God is met ons begaan. Het doet deugd om dit te weten, om ons gedragen te voelen, vooral die momenten waarop we het moeilijk hebben. We mogen erin geloven en erop vertrouwen dat God de weg met ons meegaat.
Maar over welke weg gaat het hier dan eigenlijk?

In het evangelie wordt het ons allemaal duidelijk.
We lezen dat Jezus bewogen wordt door medelijden met mensen die op de dool zijn, schapen zonder herder. Met mensen die door één of andere vorm van kwaad getroffen worden. Mensen die lichamelijk, materieel of geestelijk te kort worden gedaan. Het raakt hem enorm. Hij wil er iets aan doen, maar hij kan het niet alleen. ‘De oogst is groot, maar arbeiders zijn er te weinig.' Vanuit zijn grote zorg voor mensen, roept hij zijn leerlingen op en zendt hij ze uit om op weg te gaan naar noodlijdenden. Hij roept mensen, doodgewone mensen zoals jij en ik, roept hij op, mensen met uiteenlopende karakters, andere interesses, andere capaciteiten. Van heel gewone mensen maakt hij bewogen mensen.
Zijn leerlingen werden gezonden, maar ook wij worden gezonden met een opdracht.
‘Onreine geesten uitdrijven' lezen we in het evangelie. We zouden dit kunnen vertalen naar: mensen helpen bevrijden van grote of kleine duiveltjes van oa hebzucht, eigenbelang, maar ook zelfvernietigend gedrag, zelfbeklag,... Allemaal zaken die soms heel moeilijk en onder fel protest de mens verlaten.
De opdracht: ‘alle ziekten en kwalen genezen', kunnen we verstaan als, mensen opnieuw zin doen krijgen in het leven, weer van het leven leren houden. Depressie, levensmoeheid, geweld, racisme en alle andere soorten ‘kwalen' van deze tijd, aanpakken.

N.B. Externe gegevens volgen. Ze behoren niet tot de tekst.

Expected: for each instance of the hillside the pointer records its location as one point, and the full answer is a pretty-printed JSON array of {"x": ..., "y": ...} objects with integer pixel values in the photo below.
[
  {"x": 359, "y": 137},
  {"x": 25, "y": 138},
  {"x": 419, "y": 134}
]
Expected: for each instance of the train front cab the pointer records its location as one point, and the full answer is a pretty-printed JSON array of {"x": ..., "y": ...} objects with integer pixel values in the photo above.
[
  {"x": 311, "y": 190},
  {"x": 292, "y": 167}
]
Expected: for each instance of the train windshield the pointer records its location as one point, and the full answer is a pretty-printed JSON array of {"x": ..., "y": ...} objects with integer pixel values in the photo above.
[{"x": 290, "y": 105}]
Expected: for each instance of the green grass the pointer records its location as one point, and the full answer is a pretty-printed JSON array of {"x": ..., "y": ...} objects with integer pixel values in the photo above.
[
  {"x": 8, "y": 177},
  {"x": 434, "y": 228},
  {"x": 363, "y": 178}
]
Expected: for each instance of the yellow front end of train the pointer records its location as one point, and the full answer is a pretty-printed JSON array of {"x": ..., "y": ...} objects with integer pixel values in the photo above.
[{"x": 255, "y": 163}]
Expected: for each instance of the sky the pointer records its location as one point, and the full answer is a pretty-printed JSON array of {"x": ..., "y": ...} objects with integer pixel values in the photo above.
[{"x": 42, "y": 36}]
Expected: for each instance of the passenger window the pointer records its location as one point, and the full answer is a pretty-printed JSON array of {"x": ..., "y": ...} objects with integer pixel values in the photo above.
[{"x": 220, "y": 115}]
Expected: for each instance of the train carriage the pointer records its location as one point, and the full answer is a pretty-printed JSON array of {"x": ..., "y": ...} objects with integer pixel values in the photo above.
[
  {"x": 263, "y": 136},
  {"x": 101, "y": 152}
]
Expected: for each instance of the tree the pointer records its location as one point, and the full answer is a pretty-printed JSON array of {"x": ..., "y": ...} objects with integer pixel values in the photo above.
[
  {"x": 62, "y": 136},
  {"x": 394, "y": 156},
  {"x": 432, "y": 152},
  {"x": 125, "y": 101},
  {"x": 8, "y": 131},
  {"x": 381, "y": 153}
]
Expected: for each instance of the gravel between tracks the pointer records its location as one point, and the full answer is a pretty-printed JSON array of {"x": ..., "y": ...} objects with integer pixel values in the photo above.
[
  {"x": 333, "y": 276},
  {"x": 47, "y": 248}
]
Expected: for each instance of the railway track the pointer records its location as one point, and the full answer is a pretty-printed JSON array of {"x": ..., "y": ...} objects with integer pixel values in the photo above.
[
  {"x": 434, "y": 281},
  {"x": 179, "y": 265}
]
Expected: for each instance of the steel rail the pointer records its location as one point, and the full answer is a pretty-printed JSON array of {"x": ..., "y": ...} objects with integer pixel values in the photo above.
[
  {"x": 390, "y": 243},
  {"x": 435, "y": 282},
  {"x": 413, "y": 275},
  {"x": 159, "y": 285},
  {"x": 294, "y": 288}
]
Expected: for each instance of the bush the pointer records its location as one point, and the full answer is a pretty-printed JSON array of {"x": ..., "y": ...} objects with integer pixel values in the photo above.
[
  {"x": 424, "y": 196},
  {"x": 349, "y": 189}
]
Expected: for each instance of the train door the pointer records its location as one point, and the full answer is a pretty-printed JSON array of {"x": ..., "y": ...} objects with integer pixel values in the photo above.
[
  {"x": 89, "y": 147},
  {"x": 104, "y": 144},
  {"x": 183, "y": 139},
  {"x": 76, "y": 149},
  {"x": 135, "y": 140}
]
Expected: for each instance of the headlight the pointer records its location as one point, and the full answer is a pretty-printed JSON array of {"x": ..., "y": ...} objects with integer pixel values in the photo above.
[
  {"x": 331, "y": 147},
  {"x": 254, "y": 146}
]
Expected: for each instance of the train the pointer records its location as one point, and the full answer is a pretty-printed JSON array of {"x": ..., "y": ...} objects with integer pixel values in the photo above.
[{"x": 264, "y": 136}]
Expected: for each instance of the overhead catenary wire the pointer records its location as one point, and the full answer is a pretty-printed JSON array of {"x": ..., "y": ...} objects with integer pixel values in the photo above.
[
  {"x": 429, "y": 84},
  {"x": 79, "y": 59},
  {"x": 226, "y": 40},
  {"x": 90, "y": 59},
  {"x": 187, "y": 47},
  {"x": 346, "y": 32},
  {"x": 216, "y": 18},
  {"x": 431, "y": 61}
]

Hoe kunnen wij die opdracht tot een goed einde brengen?
Wat is er voor nodig om herders van mensen te worden?
1) Vooreerst moeten we geraakt worden door mensen die hulp nodig hebben. Het moet ons aangrijpen en ons in beweging brengen.
2) Ten tweede is onze houding belangrijk. Een houding van respect, van een diep luisteren, van grote aandacht voor de andere, van openheid en meeleven.
3) Een derde belangrijk iets is ons geloof en ons vertrouwen in de andere. Het kan ongelooflijk helpend zijn dat er iemand naast je staat die, ook al ben jij volledig de trappers kwijt, in jouw plaats gelooft dat het allemaal goed komt. Hier schuilt een enorme kracht in.
4) En dit brengt ons naar een vierde punt. Ons eigen geloof en ons eigen vertrouwen in onszelf en in het leven. Het is goed dat wij ons gedragen voelen door God, dat wij ons als arendsjongen mogen voelen, met een God die ons opvangt als we moe worden. Het is Gods liefde voor ons en de kracht die we daarvan mogen ondervinden, die ons bekwaam maakt om op onze beurt lief te hebben.
Als we deze vier dingen in ons kunnen voelen, zijn we goed op weg.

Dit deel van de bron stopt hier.